There is now growing recognition that this has been achieved at the expense of the broadcast partners in the joint venture. The shareholding partners spent over £75 million on the project in the two years to April 2013, and that does not include the marketing or set-top box subsidy costs of the two telcos involved.

As the report presented to the Trust observes: “In practice, nearly all YouView ‘sales’ have been of subsidised equipment offered by sponsoring ISPs in exchange for a subscription payment of some kind. This may have implications for the BBC’s strategy of promoting ‘free’ access to its services, and is likely to form an element of a platform review by the BBC which is currently under way.”

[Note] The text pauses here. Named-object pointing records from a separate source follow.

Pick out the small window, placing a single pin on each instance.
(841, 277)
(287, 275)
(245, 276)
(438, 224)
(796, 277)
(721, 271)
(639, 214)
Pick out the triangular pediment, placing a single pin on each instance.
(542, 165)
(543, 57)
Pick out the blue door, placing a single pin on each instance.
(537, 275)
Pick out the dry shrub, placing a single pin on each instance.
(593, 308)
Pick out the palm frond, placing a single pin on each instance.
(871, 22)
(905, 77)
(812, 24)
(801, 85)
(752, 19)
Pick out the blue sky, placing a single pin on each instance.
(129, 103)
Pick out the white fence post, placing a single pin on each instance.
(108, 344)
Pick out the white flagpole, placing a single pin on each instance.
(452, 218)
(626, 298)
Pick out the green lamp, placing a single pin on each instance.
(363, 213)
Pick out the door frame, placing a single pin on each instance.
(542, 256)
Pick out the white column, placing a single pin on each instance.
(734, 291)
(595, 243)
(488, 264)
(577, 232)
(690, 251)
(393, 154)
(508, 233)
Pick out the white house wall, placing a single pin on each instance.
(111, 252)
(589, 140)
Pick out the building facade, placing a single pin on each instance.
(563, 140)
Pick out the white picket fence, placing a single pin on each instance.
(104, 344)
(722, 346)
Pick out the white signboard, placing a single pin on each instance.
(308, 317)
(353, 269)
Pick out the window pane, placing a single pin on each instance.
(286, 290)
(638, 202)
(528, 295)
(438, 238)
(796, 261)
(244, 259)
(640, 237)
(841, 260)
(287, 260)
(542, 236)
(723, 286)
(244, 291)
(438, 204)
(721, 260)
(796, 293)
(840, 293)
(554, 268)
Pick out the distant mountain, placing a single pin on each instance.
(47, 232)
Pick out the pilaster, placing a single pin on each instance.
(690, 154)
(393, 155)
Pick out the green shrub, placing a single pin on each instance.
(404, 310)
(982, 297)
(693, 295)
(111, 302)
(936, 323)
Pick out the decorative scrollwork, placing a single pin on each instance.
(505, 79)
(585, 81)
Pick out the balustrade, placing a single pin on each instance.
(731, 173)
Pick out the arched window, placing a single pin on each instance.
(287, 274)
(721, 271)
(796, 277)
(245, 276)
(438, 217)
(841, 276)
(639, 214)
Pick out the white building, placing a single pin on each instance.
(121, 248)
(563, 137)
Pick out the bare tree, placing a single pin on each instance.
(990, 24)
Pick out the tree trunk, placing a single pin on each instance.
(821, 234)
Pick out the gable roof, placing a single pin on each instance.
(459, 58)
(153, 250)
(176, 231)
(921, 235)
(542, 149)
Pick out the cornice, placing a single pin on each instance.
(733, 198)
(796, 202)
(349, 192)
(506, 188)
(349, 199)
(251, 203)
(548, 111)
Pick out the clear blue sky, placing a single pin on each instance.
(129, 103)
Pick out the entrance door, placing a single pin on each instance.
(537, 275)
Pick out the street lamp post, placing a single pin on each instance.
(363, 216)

The BBC alone is spending around £6 million a year on YouView. That works out at around £6 per YouView household. Many YouView users are still not happy. Online forums are full of complaints about the service, to an extent to seen on other platforms with many more users.

Whatever value these ‘customers’ derive from YouView, it should not really cost the BBC any more to deliver its services to them, since it simply relies on existing digital terrestrial television signals used for Freeview and iPlayer services over broadband.

The BBC spends now pays less to be on the Sky platform, which reaches over 10 million homes. The much larger cost of satellite distribution goes to SES Astra and also serves Freesat.

In all the BBC spends around £200 million annually on traditional distribution and an estimated £30 million every year on online distribution, which together amount to around 6.5% of the licence fee.

While traditional distribution delivers around 98% of viewing, making online delivery relatively expensive.

The report observes that there is a question of whether and over what time online delivery will substitute for broadcast. Some in the BBC expect traditional distribution to decline rapidly in the medium term, while others believe that traditional channels will remain relevant well into the future, particularly among older viewers.

The BBC, along with other broadcasters, will face competition for terrestrial spectrum for other uses such as mobile broadband.

One of the conclusions of the report is that “In fundamental ways, the BBC’s ability to maintain the relevance of free-to-view broadcasting may well be affected by decisions outside its control”.

While the report makes various recommendations, it does not offer radical solutions, such as moving to a single platform that could combine satellite, terrestrial and broadband distribution. It does not address other issues, such as mobile viewing or the potential for ultra-high-definition television services.

Whatever the outcome, it is increasingly clear that YouView is not the answer. Broadcasters are expected to reduce their investment and involvement in YouView when the existing shareholder agreement expires in April.

Instead, the public service broadcasters are expected to back a new brand, Freeview Connect, through Digital UK, an industry body funded by the BBC, ITV, Channel 4 and Arqiva, originally established to promote digital switchover.